If you accidentally use an unsupported feature, the compiler will produce a clear error: "CUDA-OXIDE: FORBIDDEN CRATE IN DEVICE CODE" with a list of allowed crates (core, alloc, cuda_device, and your local crate).

`#[launch_bounds]` – occupancy hints#

The #[launch_bounds] attribute tells the compiler how many threads you intend to launch per block. This lets the PTX assembler make better register allocation decisions and can improve occupancy:

#[kernel]
#[launch_bounds(256, 2)]
pub fn optimized_kernel(mut out: DisjointSlice<f32>) {
    // ...
}

Parameter	Required	PTX directive	Description
`max_threads`	Yes	`.maxntid`	Maximum threads per block
`min_blocks`	No	`.minnctapersm`	Minimum concurrent blocks per SM

The generated PTX includes these directives:

.entry optimized_kernel .maxntid 256, 1, 1 .minnctapersm 2 { ... }

Tip

#[launch_bounds] must appear after #[kernel]:

#[kernel]
#[launch_bounds(256, 2)]   // correct
pub fn my_kernel(...) { }

The collector – how device code is discovered#

When you build with cargo oxide, the rustc-codegen-cuda backend runs a collector pass that determines which functions to compile for the GPU:

Scan all compilation units for functions in the reserved cuda_oxide_kernel_<hash>_ namespace (generated by #[kernel]).
For each kernel, traverse the call graph and collect all transitively reachable functions.
Filter each callee against the allowed-crate list:

Crate	Allowed	Why
Your local crate	Yes	Your kernel and helper code
`cuda_device`	Yes	GPU intrinsics (threads, warps, shared memory)
`core`	Yes	`no_std` Rust core library
`std`	No	Requires OS facilities not available on GPU
`alloc`	Allowed	Passes the collector, but no device-side allocator is wired up yet.
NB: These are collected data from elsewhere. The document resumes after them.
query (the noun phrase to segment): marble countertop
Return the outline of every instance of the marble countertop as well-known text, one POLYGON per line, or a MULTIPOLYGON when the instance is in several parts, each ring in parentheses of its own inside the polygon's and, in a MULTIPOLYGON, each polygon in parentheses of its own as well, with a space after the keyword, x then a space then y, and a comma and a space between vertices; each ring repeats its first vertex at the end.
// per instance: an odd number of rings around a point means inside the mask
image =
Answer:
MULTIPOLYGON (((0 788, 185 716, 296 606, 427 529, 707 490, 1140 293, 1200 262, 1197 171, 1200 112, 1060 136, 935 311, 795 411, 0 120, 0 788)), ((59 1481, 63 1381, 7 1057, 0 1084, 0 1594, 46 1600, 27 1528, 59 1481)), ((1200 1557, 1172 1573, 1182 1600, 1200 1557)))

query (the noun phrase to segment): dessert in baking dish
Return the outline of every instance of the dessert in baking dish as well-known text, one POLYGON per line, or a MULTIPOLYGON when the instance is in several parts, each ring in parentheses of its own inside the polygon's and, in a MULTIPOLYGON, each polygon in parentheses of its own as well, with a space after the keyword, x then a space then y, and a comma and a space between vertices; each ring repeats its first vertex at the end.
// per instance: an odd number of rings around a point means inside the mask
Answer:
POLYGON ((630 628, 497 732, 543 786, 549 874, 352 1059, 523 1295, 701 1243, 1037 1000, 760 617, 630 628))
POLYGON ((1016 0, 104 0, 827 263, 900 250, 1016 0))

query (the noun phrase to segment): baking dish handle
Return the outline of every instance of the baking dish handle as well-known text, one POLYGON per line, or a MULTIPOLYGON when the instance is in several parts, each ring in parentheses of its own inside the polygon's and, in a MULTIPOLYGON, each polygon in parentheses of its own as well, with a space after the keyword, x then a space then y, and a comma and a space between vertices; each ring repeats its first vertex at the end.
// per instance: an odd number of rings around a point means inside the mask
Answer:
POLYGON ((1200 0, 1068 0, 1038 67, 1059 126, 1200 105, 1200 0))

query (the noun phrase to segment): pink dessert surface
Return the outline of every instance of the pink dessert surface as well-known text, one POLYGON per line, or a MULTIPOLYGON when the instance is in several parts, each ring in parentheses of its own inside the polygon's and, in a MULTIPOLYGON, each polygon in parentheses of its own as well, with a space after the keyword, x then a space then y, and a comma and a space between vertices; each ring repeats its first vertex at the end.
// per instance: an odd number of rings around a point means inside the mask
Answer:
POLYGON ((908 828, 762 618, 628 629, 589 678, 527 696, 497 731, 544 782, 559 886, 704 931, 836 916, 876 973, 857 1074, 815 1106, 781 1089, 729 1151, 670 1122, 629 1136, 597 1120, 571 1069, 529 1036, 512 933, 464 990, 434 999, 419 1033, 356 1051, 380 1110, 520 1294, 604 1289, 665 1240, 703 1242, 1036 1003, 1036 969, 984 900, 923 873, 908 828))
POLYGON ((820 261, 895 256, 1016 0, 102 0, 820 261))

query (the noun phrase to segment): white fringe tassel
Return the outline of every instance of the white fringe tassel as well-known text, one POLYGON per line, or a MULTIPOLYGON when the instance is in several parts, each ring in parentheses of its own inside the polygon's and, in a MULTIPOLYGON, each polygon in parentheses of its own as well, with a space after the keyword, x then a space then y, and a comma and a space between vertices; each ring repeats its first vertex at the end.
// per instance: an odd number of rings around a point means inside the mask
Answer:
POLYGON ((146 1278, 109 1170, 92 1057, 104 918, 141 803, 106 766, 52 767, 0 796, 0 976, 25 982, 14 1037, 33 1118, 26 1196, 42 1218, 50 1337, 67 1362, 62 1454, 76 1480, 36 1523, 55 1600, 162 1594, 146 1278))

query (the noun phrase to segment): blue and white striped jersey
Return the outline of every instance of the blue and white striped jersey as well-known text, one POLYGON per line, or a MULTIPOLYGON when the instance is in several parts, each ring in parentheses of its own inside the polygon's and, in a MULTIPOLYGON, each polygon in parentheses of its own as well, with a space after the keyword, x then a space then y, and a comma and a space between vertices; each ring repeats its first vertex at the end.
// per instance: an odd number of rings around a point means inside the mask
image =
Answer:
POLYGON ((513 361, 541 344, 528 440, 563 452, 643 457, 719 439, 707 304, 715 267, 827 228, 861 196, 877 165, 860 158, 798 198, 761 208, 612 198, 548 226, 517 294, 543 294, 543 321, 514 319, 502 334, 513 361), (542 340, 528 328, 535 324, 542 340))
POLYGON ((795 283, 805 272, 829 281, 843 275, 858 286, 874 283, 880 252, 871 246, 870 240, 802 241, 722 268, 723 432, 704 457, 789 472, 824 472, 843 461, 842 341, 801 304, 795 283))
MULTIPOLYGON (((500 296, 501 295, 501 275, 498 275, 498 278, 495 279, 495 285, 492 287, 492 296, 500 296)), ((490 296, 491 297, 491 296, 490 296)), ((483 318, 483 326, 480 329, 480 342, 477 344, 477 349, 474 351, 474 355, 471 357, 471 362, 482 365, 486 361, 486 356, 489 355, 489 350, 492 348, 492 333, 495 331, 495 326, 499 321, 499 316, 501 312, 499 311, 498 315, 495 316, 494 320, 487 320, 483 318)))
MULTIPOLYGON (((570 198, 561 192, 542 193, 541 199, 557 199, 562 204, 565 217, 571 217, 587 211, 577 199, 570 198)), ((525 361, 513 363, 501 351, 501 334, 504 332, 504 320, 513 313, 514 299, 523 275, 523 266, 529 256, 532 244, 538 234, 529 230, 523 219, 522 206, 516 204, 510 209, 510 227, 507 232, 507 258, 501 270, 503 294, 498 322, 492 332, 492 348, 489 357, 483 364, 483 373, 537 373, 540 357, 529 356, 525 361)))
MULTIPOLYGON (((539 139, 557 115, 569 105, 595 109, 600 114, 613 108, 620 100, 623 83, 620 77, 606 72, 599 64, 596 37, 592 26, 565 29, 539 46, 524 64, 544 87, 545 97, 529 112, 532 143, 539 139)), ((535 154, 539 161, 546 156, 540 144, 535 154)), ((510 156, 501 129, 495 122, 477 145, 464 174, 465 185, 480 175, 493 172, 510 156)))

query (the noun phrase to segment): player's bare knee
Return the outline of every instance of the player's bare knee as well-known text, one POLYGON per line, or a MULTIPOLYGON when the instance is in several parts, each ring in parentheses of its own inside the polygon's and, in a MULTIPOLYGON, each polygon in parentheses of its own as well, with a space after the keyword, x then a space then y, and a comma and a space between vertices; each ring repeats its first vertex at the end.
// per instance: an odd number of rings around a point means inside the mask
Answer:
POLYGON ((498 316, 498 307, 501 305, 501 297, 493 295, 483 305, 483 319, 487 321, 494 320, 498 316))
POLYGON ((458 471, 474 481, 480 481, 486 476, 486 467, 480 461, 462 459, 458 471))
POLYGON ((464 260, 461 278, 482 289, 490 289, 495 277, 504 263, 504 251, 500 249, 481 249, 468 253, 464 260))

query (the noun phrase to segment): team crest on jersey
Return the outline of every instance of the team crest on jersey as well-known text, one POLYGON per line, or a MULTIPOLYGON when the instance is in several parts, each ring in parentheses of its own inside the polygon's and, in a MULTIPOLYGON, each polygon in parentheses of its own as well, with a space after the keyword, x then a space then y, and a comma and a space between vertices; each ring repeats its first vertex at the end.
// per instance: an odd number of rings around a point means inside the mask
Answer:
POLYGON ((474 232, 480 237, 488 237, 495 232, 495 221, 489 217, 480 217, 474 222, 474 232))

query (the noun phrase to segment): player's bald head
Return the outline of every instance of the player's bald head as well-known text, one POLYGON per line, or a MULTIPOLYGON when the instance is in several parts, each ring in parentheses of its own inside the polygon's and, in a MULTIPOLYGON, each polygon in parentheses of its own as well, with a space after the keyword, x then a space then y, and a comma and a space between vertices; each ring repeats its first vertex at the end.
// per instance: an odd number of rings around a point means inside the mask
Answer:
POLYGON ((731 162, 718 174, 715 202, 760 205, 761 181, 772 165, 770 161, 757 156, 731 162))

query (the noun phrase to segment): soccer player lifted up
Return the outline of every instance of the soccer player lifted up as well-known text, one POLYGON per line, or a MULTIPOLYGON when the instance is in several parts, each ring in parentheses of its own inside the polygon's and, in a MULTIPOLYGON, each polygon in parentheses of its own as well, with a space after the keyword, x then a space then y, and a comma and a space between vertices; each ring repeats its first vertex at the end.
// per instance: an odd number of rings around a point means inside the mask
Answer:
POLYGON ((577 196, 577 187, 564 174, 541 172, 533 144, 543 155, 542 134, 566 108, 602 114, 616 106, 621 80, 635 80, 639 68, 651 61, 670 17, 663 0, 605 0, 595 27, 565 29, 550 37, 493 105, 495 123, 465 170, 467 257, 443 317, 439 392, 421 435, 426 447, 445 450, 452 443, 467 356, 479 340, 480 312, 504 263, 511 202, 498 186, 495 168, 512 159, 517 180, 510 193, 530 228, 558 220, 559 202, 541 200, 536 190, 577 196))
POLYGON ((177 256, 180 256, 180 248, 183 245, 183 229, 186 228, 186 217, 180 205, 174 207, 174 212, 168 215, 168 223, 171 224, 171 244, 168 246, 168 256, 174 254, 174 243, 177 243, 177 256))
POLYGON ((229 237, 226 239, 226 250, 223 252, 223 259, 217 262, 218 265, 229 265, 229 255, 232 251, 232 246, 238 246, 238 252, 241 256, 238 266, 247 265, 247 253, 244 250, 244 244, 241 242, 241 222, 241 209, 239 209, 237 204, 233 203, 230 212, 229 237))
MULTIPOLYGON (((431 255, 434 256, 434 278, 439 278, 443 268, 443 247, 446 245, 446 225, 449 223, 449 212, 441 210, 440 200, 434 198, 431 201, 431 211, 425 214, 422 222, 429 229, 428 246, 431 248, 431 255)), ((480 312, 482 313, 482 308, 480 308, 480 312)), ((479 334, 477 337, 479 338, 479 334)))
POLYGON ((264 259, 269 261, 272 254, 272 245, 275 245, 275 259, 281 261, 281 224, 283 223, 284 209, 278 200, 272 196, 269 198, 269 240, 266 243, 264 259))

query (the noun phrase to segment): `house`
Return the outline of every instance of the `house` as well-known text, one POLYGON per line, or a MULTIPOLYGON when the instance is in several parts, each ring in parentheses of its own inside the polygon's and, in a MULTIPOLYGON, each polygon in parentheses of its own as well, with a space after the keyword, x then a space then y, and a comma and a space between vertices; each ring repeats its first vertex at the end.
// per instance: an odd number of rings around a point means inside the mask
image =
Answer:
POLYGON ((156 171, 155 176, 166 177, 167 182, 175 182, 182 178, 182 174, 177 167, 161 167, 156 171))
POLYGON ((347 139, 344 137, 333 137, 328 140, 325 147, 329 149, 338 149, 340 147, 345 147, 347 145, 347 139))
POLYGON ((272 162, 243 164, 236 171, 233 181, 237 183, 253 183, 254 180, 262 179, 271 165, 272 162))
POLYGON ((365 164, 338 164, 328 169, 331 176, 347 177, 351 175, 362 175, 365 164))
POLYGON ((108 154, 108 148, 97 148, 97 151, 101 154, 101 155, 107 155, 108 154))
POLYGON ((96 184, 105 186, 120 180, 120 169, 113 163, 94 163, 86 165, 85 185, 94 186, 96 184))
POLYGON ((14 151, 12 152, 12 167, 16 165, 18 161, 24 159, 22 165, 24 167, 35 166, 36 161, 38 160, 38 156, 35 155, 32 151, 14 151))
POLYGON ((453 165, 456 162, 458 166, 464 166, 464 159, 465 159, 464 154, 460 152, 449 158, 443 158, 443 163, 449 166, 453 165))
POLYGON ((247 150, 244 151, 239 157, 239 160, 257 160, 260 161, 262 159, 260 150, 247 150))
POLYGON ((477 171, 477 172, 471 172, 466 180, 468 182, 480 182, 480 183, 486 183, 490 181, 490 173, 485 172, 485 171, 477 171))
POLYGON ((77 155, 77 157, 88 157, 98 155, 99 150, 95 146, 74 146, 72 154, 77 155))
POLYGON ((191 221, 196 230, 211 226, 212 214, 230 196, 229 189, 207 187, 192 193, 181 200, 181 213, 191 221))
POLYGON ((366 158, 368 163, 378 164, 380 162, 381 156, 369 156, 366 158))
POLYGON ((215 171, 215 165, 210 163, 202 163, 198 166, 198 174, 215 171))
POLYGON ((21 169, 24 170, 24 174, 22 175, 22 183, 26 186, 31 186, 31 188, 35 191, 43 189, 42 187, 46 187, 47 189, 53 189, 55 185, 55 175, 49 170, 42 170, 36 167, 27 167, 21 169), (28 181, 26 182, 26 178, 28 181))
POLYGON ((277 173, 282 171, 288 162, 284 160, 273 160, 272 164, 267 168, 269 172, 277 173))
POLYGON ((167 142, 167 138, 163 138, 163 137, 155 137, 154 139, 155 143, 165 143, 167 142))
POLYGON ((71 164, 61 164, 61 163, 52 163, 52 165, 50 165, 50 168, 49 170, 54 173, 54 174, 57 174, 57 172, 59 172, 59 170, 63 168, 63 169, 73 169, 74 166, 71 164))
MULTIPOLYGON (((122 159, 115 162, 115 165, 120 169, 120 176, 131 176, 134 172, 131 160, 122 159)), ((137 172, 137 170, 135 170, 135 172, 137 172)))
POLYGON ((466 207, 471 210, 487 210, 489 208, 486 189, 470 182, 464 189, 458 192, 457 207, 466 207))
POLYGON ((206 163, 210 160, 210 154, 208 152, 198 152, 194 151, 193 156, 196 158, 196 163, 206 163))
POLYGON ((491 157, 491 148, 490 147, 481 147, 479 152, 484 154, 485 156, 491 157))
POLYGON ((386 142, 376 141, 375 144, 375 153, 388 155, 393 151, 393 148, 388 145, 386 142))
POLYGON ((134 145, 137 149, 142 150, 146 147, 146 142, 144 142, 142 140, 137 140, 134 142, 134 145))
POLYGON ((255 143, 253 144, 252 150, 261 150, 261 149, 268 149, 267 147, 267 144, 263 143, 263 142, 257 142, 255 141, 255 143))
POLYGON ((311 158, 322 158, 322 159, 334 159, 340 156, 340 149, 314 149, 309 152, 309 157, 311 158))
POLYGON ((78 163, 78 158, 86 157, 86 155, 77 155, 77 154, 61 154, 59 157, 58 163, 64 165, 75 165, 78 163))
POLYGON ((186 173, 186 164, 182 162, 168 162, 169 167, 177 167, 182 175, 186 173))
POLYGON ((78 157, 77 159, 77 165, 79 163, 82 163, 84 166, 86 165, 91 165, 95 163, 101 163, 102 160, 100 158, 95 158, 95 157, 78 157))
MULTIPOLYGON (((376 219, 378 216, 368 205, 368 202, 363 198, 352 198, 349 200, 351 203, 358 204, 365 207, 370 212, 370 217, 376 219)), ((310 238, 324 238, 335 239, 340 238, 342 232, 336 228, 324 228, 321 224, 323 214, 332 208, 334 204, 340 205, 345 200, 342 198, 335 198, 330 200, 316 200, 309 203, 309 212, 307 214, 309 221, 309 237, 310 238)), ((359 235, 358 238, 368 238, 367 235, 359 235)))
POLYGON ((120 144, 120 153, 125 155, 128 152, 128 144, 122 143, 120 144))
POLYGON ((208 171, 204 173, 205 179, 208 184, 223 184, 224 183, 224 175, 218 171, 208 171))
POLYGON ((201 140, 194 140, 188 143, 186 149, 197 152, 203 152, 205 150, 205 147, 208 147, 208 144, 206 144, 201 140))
Link-time error today.

If the collector encounters a call into a forbidden crate, it reports a compile-time error rather than generating broken PTX.

../_images/collector-traversal.svg — The device code collector: starting from #[kernel] entry points, the compiler walks the call graph to discover all reachable device functions, then filters each callee against the allowed-crate list (local crate, cuda_device, core). The output is a PTX module with .entry and .func directives.#

`no_std` and panic behavior#

Device code runs in an implicit #![no_std] environment. You do not need to add this attribute yourself – the compiler backend handles it.

Panic behavior: all unwind paths in MIR are treated as unreachable. If a panic actually triggers at runtime (e.g., an array bounds check fails), the GPU executes a trap instruction, which causes the host to receive CUDA_ERROR_ILLEGAL_INSTRUCTION. This is semantically equivalent to panic=abort but does not require any special compiler flags.

In practice this means:

unwrap() and expect() work but will trap the GPU on None/Err.
assert! and debug_assert! work but trap on failure.
panic!("message") is not supported (the formatting machinery is unavailable) – use gpu_assert! or debug::trap() instead.